By Morgan McKinniss - mmckinniss@aimmediamidwest.com

GALLIA COUNTY — With the significant rainfall and flooding that has occurred lately, the Gallia County Soil and Water Conservation District took time to explain the effects of flooding in the area.

According to Raina Fulks, floodplain administrator with SWCD, flooding has multiple effects on the area from farmers to residents living in flood plains throughout Gallia County.

“The biggest thing flooding does now is interfere with human activities. The problem is we build in all the natural flood plains, for a stream to naturally function it has to flood,” said Fulks. “As far as environmental effects, there are definitely some pollutants when it goes over the ground, there’s always the issue of trash left over and debris and clean up that we have to deal with, but the biggest thing is, it’s bad when your property floods and your house is damaged.”

Fulks explained that Gallia County does participate in the national flood insurance program through FEMA, which in turn regulates what can and cannot be developed and done in a flood plain. Any building, earth moving, or development in a flood plain is supposed to go through her office for a permit process to ensure the floodplain is maintained and damage is mitigated.

“FEMA does regulate what you can and can’t do in a flood area, but a lot of this stuff was done back before the 1980’s and however long ago before we were participating in that program, so some of the development happened long before we were involved in anything like that,” said Fulks.

Fulks gave one example of the C.H. McKenzie Building which houses the SWCD as well as other agencies.
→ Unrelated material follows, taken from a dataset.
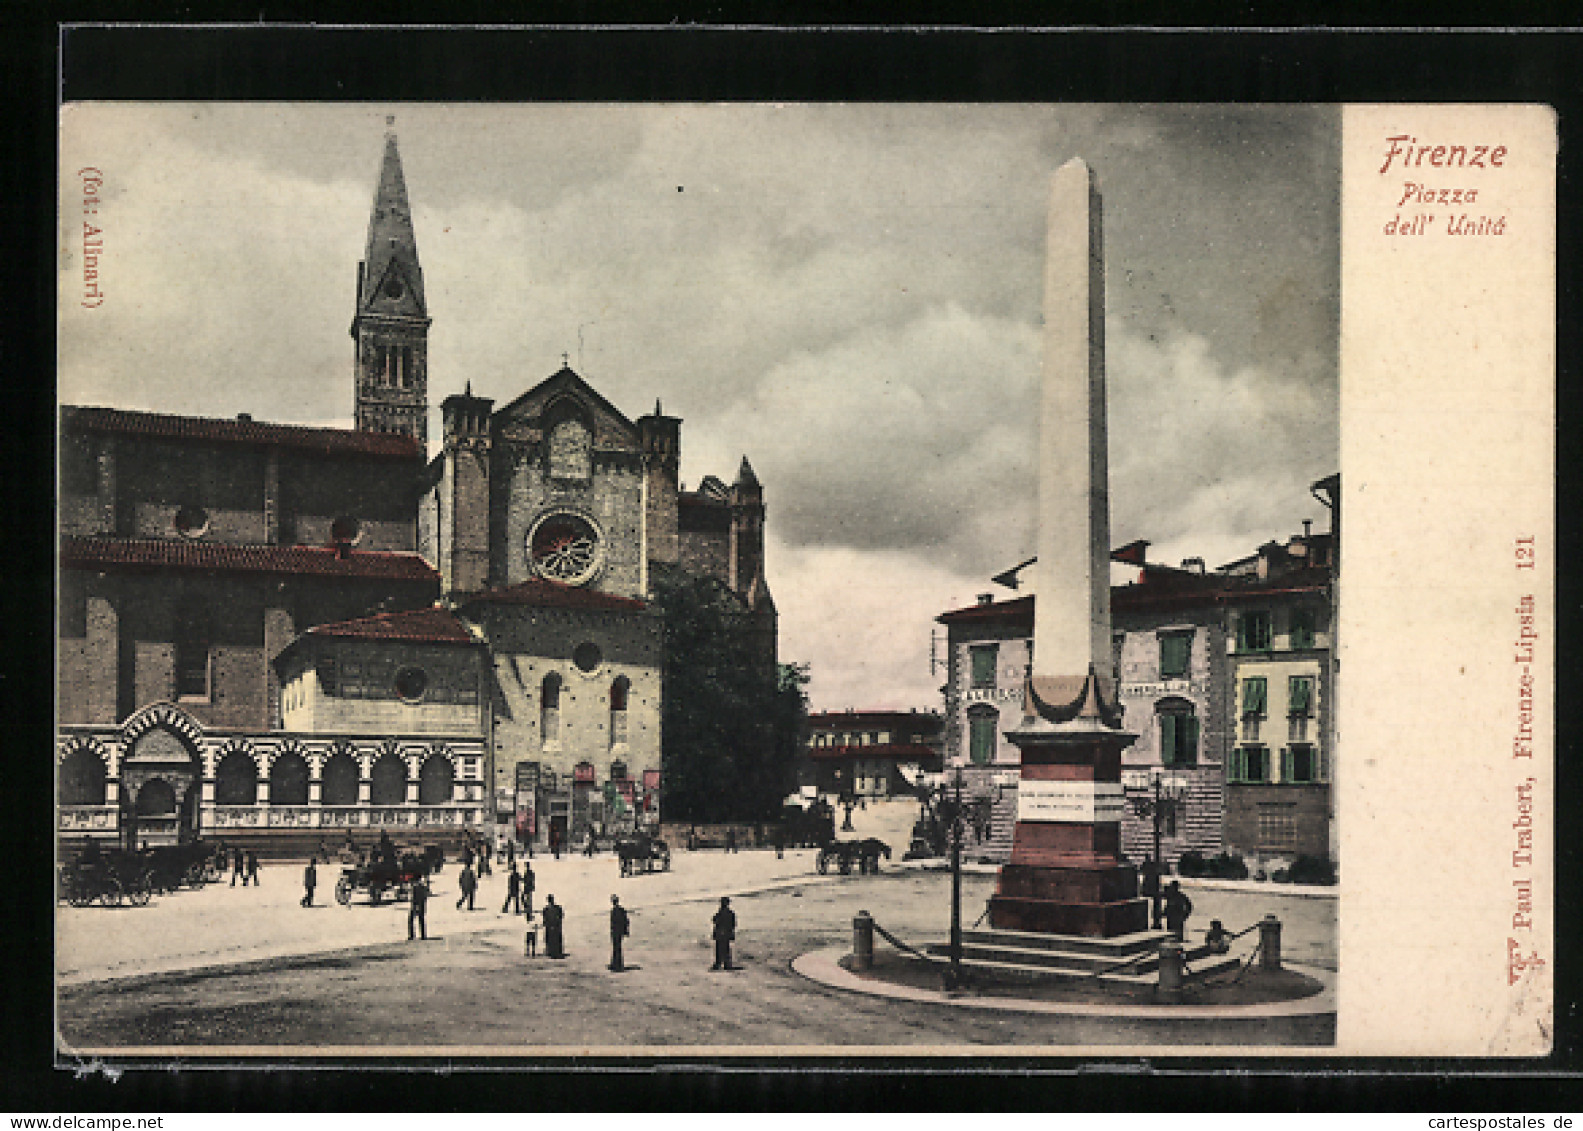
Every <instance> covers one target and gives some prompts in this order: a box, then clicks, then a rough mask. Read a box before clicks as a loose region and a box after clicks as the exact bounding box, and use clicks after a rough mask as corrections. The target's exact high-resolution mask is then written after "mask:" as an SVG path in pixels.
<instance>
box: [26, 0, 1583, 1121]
mask: <svg viewBox="0 0 1583 1131" xmlns="http://www.w3.org/2000/svg"><path fill="white" fill-rule="evenodd" d="M136 8H138V10H139V11H138V14H139V16H142V17H144V19H163V21H179V22H173V24H166V25H149V24H139V25H125V24H120V25H109V24H98V25H92V24H78V25H71V27H63V25H62V24H66V22H74V21H95V19H101V21H109V19H125V17H127V16H128V10H127V5H111V3H76V5H55V6H54V8H51V6H40V8H35V10H22V6H21V5H14V6H8V8H6V11H3V13H0V74H3V76H5V78H0V82H3V84H5V89H6V93H8V95H11V97H9V98H8V103H9V105H11V112H9V114H8V117H6V120H5V125H3V130H0V136H3V139H5V144H6V160H5V163H3V168H0V176H3V177H5V187H6V198H8V200H9V201H14V206H16V204H19V206H21V208H22V214H24V215H22V219H21V220H17V219H13V222H11V223H6V225H0V241H3V242H0V247H3V249H5V252H6V255H5V261H6V263H9V265H11V268H13V279H14V280H16V282H17V284H19V285H17V287H14V288H13V291H11V301H9V303H6V304H5V307H3V309H5V317H6V322H8V323H9V325H8V326H6V333H5V337H3V339H0V352H3V353H0V356H5V358H6V361H9V366H8V369H9V375H11V380H9V382H6V385H8V388H6V394H8V398H6V402H8V420H6V444H5V445H3V451H5V456H3V458H5V464H3V467H5V472H3V474H5V477H6V482H9V483H13V485H16V488H13V491H8V496H9V501H11V504H13V508H14V510H13V513H16V512H21V515H22V520H24V521H22V527H24V556H22V559H21V561H17V564H14V566H13V567H11V569H8V570H6V575H8V585H6V586H3V596H0V599H3V600H5V607H3V608H5V621H3V624H5V626H6V630H5V634H3V638H5V676H3V681H0V710H3V711H5V719H6V722H8V724H9V725H8V730H9V737H11V741H8V743H6V746H8V749H9V751H13V752H14V754H13V757H11V759H8V765H6V770H8V773H9V775H11V781H8V784H11V786H13V789H17V790H19V792H21V794H22V795H25V797H30V798H47V797H49V795H51V775H49V765H47V762H46V760H44V759H36V757H35V756H33V754H30V751H38V749H41V748H46V749H47V748H49V746H51V744H52V729H54V722H52V719H51V718H49V710H47V705H49V702H51V694H49V687H51V680H49V668H51V665H49V662H47V656H49V654H51V648H52V611H54V592H52V570H51V561H52V540H54V505H52V502H54V501H52V497H51V493H49V491H43V493H40V491H36V489H35V491H21V489H17V488H21V486H22V485H24V483H38V482H40V478H44V480H46V482H47V474H46V472H44V470H43V469H44V467H49V466H52V436H54V415H55V404H54V385H52V380H51V377H52V374H54V341H52V328H54V200H55V195H54V176H55V160H54V157H55V136H54V131H55V109H57V97H59V98H65V100H76V98H152V100H168V98H209V100H212V98H225V100H347V101H399V100H419V101H424V100H464V101H495V100H556V101H559V100H602V101H614V100H633V101H646V100H852V101H886V100H905V101H956V100H961V101H999V100H1018V101H1019V100H1027V101H1338V103H1339V101H1537V103H1548V105H1551V106H1553V108H1555V109H1556V111H1558V116H1559V128H1561V147H1559V160H1558V187H1559V206H1558V295H1556V299H1558V350H1559V353H1558V404H1556V412H1558V418H1556V423H1558V461H1559V466H1558V526H1556V531H1558V545H1556V548H1555V551H1556V567H1558V602H1556V607H1558V623H1556V634H1558V657H1556V672H1558V689H1556V691H1558V702H1559V706H1558V713H1556V724H1558V725H1556V730H1558V743H1556V770H1558V776H1556V813H1558V819H1556V832H1558V843H1556V846H1555V878H1556V879H1555V882H1556V935H1558V947H1556V971H1555V973H1556V1023H1558V1031H1556V1050H1555V1053H1553V1055H1551V1057H1548V1058H1543V1060H1524V1061H1477V1060H1342V1058H1334V1060H1314V1058H1306V1057H1304V1058H1279V1057H1276V1058H1268V1060H1266V1058H1258V1060H1244V1061H1239V1063H1236V1061H1227V1060H1225V1058H1220V1057H1181V1058H1176V1057H1171V1058H1159V1060H1156V1058H1138V1057H1126V1058H1107V1057H1086V1058H1073V1060H1064V1061H1029V1060H1026V1058H1007V1057H986V1058H983V1060H975V1061H969V1063H961V1061H947V1060H926V1058H917V1057H913V1058H909V1057H905V1055H899V1057H891V1058H885V1060H880V1061H874V1060H856V1058H850V1060H826V1058H818V1060H799V1058H795V1057H776V1058H765V1060H754V1058H744V1060H731V1061H723V1063H716V1061H711V1060H708V1058H673V1060H668V1061H665V1063H654V1061H625V1060H624V1061H603V1063H595V1061H570V1063H568V1061H549V1063H540V1064H537V1066H535V1064H519V1066H514V1068H513V1069H511V1071H500V1069H503V1068H505V1066H499V1064H484V1066H480V1068H478V1071H476V1072H473V1071H469V1068H467V1066H461V1064H456V1063H453V1061H446V1060H437V1061H418V1063H405V1064H402V1063H389V1061H380V1063H364V1064H356V1066H355V1068H350V1069H348V1068H331V1066H329V1064H331V1061H320V1060H312V1058H307V1060H299V1061H298V1068H294V1069H282V1071H258V1069H256V1068H226V1066H223V1064H220V1063H199V1064H187V1066H184V1068H182V1069H180V1071H176V1072H173V1071H168V1066H158V1068H155V1066H154V1064H149V1066H147V1068H149V1069H150V1071H138V1069H133V1071H130V1072H127V1074H122V1076H112V1074H108V1072H103V1071H92V1069H90V1071H87V1072H76V1074H73V1072H66V1071H62V1069H57V1068H52V1064H51V1061H52V1055H54V1050H52V1033H51V1017H52V1009H51V996H52V985H51V979H49V977H47V976H43V977H40V976H33V977H28V976H27V973H25V971H33V973H35V974H38V973H44V974H47V971H49V969H51V928H49V922H51V909H52V893H51V890H49V882H47V878H49V871H47V870H44V868H28V866H25V863H27V862H28V860H30V859H35V857H38V855H44V857H47V855H49V844H51V840H52V822H51V821H49V816H51V814H49V808H51V806H47V805H43V806H40V813H38V814H36V819H35V814H32V813H28V816H27V819H25V822H16V821H9V822H6V824H5V825H3V830H0V832H3V836H5V846H6V849H5V851H6V859H11V860H17V862H19V863H21V865H24V866H21V868H19V871H22V873H24V874H22V876H14V878H11V879H13V881H21V887H19V893H17V895H14V897H13V906H14V904H16V903H17V901H22V903H25V906H27V908H28V911H30V912H32V911H33V909H38V911H43V914H41V916H40V917H38V919H36V920H35V917H33V914H28V916H27V919H25V920H24V923H25V925H24V930H22V931H17V933H16V935H14V939H16V943H17V944H19V946H17V949H19V950H21V952H22V954H21V955H19V957H21V958H22V971H24V973H22V974H21V976H17V974H13V979H11V982H13V987H11V988H13V993H11V995H8V1000H9V1003H11V1004H14V1006H16V1007H14V1009H13V1007H8V1009H6V1012H8V1015H9V1017H11V1020H13V1025H11V1026H9V1031H11V1034H13V1039H11V1050H13V1057H11V1060H9V1063H8V1066H6V1071H5V1074H3V1079H5V1085H6V1101H5V1106H6V1107H9V1109H11V1110H27V1109H36V1110H41V1112H43V1110H46V1109H47V1110H51V1112H62V1110H139V1109H144V1110H158V1109H209V1110H226V1109H247V1110H268V1109H277V1110H283V1109H294V1110H378V1109H386V1107H396V1109H407V1110H426V1109H427V1110H434V1109H437V1107H448V1109H453V1110H454V1109H457V1107H475V1109H476V1107H494V1109H497V1110H507V1109H514V1107H522V1106H526V1104H530V1106H532V1107H535V1109H538V1110H548V1109H552V1107H576V1106H579V1104H589V1102H590V1101H592V1102H594V1104H597V1106H600V1107H646V1106H651V1104H652V1106H662V1107H670V1109H682V1110H687V1109H692V1110H714V1109H728V1107H739V1109H765V1110H814V1109H823V1110H841V1109H845V1110H853V1112H861V1110H875V1109H877V1110H898V1109H902V1107H912V1106H924V1107H932V1109H964V1107H1000V1109H1016V1107H1045V1109H1053V1107H1061V1109H1065V1110H1103V1109H1122V1110H1141V1109H1149V1107H1178V1109H1198V1110H1216V1109H1219V1110H1235V1109H1249V1107H1254V1109H1258V1107H1262V1109H1268V1110H1322V1109H1338V1107H1342V1109H1347V1107H1350V1109H1358V1107H1365V1109H1374V1110H1390V1109H1395V1110H1423V1112H1429V1110H1436V1109H1439V1110H1455V1109H1463V1110H1505V1109H1510V1110H1528V1112H1536V1114H1542V1112H1540V1107H1542V1106H1543V1104H1547V1102H1548V1104H1561V1107H1572V1109H1574V1110H1577V1107H1578V1102H1577V1101H1578V1096H1580V1095H1583V1091H1580V1090H1578V1088H1577V1083H1578V1080H1580V1069H1583V1057H1580V1039H1578V1038H1580V1026H1578V1000H1580V995H1578V977H1577V974H1578V963H1577V962H1575V960H1569V958H1570V955H1575V954H1578V952H1580V950H1583V947H1580V946H1578V944H1580V939H1583V931H1580V922H1578V909H1580V901H1583V900H1580V893H1583V882H1580V874H1578V863H1580V852H1578V844H1577V841H1575V840H1569V838H1567V833H1570V832H1572V830H1570V828H1567V821H1566V814H1569V813H1577V811H1580V805H1578V800H1580V798H1578V770H1577V765H1575V760H1574V756H1575V751H1577V740H1575V738H1574V735H1575V733H1577V732H1578V722H1580V719H1578V708H1577V705H1575V703H1569V702H1567V699H1569V695H1567V687H1569V684H1570V680H1569V676H1572V675H1574V673H1575V672H1577V670H1578V664H1577V659H1578V656H1577V646H1578V611H1580V605H1583V602H1580V596H1578V591H1577V575H1575V573H1574V572H1572V570H1570V569H1569V567H1567V566H1566V564H1567V562H1570V561H1575V559H1577V551H1578V550H1580V543H1583V537H1580V529H1578V523H1575V521H1572V523H1569V516H1570V515H1577V513H1578V507H1577V456H1575V455H1570V453H1569V451H1567V450H1566V440H1567V439H1569V437H1570V436H1574V434H1577V426H1578V420H1580V413H1578V390H1577V358H1578V342H1577V325H1578V301H1577V296H1578V257H1577V255H1575V250H1577V246H1578V238H1577V220H1578V212H1577V169H1578V158H1577V152H1578V141H1580V130H1578V122H1580V119H1583V116H1580V112H1578V111H1580V109H1583V82H1578V81H1574V78H1572V76H1577V74H1583V35H1580V33H1578V32H1577V30H1543V29H1526V30H1524V29H1517V30H1512V29H1483V30H1479V29H1471V27H1445V24H1444V19H1445V17H1444V14H1442V16H1441V17H1439V19H1437V21H1436V22H1437V24H1441V27H1439V29H1436V30H1426V29H1425V30H1401V29H1398V30H1385V29H1361V27H1360V29H1353V30H1327V29H1320V27H1301V29H1277V27H1273V25H1270V24H1265V21H1263V19H1260V16H1262V11H1260V8H1262V6H1260V5H1255V3H1244V5H1239V10H1238V13H1236V14H1238V16H1241V17H1243V22H1244V24H1249V25H1252V24H1262V27H1258V29H1255V30H1213V29H1203V27H1197V29H1192V27H1184V25H1183V11H1181V10H1179V8H1176V6H1170V5H1162V3H1156V5H1141V6H1138V8H1127V10H1121V8H1116V6H1110V8H1108V10H1105V14H1108V16H1116V14H1124V16H1127V17H1130V19H1138V21H1143V19H1154V21H1159V25H1156V27H1152V29H1146V27H1138V25H1133V27H1130V29H1105V27H1094V25H1089V27H1081V29H1076V30H1035V29H1029V27H1019V29H1018V27H1013V25H1015V24H1016V22H1019V19H1018V17H1043V19H1048V17H1050V16H1051V14H1053V13H1051V11H1048V10H1045V8H1038V10H1031V6H1027V5H1018V6H1000V8H994V10H991V11H993V13H994V14H996V16H1000V19H999V21H997V27H989V25H985V24H983V19H985V16H983V10H978V11H977V13H975V14H974V16H972V19H974V21H975V22H978V24H980V27H967V25H966V24H964V22H961V16H959V14H958V17H956V22H955V24H951V25H947V24H945V22H943V21H945V19H948V16H950V13H943V11H940V6H939V5H924V6H923V8H920V10H915V11H912V13H909V16H912V17H913V19H915V21H917V19H920V17H923V16H929V17H936V19H940V21H942V22H940V24H936V25H934V27H923V25H918V24H913V25H910V27H882V25H877V24H872V25H867V27H855V25H848V27H831V25H828V24H823V19H848V21H850V19H852V17H853V10H852V8H845V10H842V11H839V13H836V11H823V13H814V14H806V13H804V14H803V16H799V19H801V21H803V22H801V25H799V27H791V25H788V13H785V10H784V8H777V6H776V5H757V13H747V14H744V16H742V17H741V19H744V21H749V22H750V24H754V25H744V24H735V25H727V22H725V21H727V13H723V11H722V10H720V8H719V6H716V8H704V10H701V11H700V13H697V14H695V16H693V17H692V19H695V21H701V22H692V24H679V22H673V21H674V19H676V13H673V11H660V10H657V8H655V6H652V5H617V6H616V10H609V8H605V10H602V11H600V17H602V19H605V21H609V19H614V17H617V16H625V17H627V19H632V21H633V22H635V24H636V22H640V21H641V22H643V24H646V25H630V24H628V25H613V24H605V25H590V24H584V25H576V27H573V25H568V24H540V25H533V27H524V29H503V27H494V29H491V27H483V25H478V24H480V22H481V21H499V19H513V17H519V16H522V14H524V10H505V8H503V6H500V5H486V3H456V5H446V6H445V10H440V8H438V6H437V5H435V6H432V8H429V6H424V5H413V3H407V5H399V6H397V11H396V13H394V14H396V17H399V19H404V21H416V19H419V17H424V16H426V17H431V19H437V17H445V19H448V21H465V24H451V25H450V27H434V25H424V27H397V25H393V24H382V25H372V27H369V25H364V27H351V25H340V27H326V25H323V24H320V25H317V27H312V25H307V24H296V25H282V24H272V22H263V24H261V22H258V21H261V19H296V21H307V19H325V16H326V14H336V16H339V17H342V19H369V14H370V13H369V11H367V10H364V8H355V6H351V5H345V3H331V5H307V3H296V5H277V6H275V8H274V10H269V11H263V13H261V11H260V10H258V8H256V6H253V8H245V6H244V5H241V3H201V5H185V3H171V2H165V3H139V5H136ZM1349 8H1350V5H1349V6H1341V8H1336V6H1331V8H1330V10H1328V11H1327V13H1325V14H1327V16H1328V17H1330V19H1341V17H1344V16H1347V14H1349ZM1469 8H1471V6H1469ZM1360 10H1361V6H1360ZM1398 11H1399V10H1398ZM1002 13H1004V16H1002ZM533 14H538V16H541V17H543V16H568V17H571V19H576V17H581V16H587V14H590V10H587V8H583V6H575V5H549V6H546V8H541V10H538V11H535V13H533ZM1059 14H1067V13H1065V11H1062V13H1059ZM1072 14H1073V16H1075V17H1076V19H1081V17H1084V13H1072ZM1529 14H1531V16H1532V14H1534V13H1529ZM198 17H206V19H215V21H237V24H236V25H230V27H218V25H212V24H211V25H198V24H195V22H193V21H195V19H198ZM820 17H823V19H820ZM1167 22H1175V24H1176V27H1168V25H1167ZM822 24H823V25H822ZM57 52H60V54H57ZM60 60H63V62H62V67H60V70H59V71H57V70H55V68H57V62H60ZM391 60H396V63H397V65H394V67H393V65H391ZM5 344H11V345H9V348H6V347H5ZM13 561H16V559H14V558H13ZM24 703H27V705H28V706H32V710H28V706H24ZM41 705H43V710H40V706H41ZM36 878H43V882H38V879H36ZM1567 944H1570V946H1567ZM119 1063H122V1061H119ZM131 1063H133V1061H125V1064H131ZM336 1063H339V1061H336ZM589 1069H594V1071H598V1072H600V1077H598V1080H592V1079H589V1077H587V1076H586V1072H587V1071H589ZM524 1072H526V1074H527V1076H524Z"/></svg>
The structure was built in the flood plain of the Chickamauga Creek before current regulations went into place.

Agriculturally, there are certainly risks that are present but can be avoided for most farmers with fields in floodplains.

“Floodplain ground is very rich soil most of the time, so unfortunately it is a good place to plant your crops if you’re wiling to take the risk of them being destroyed by the flood,” said Fulks. “There is always a little bit of erosion whenever water is flowing over the land, as a general rule all soil is different depending on location, but as a general rule flood plains are generally pretty rich for crops, but sediment in the stream can be an issue and it doesn’t build up and go down stream.”

For farmers who do choose to plant crops in floodplains, there is some compensation for damaged crops from flooding available through federal programs, although it is not always guaranteed, according to Fulks.

“Sedimentation and that build up is really a problem in the streams around here. It really is one of the number one causes of pollution in the entire country, the more land use you have, the more people you have, and the more problems you can have,” said Fulks. “Clearing the land for development, the less vegetation you have on it, the more soil you’re going to lose, the bigger this problem is, and it all goes down stream. It’s a hard balance to find when you have people wanting to live along streams.”

As of 3 p.m. on Tuesday, the Ohio River is rising past 39 feet and is expected to crest at the moderate flood stage of 44 feet Wednesday afternoon.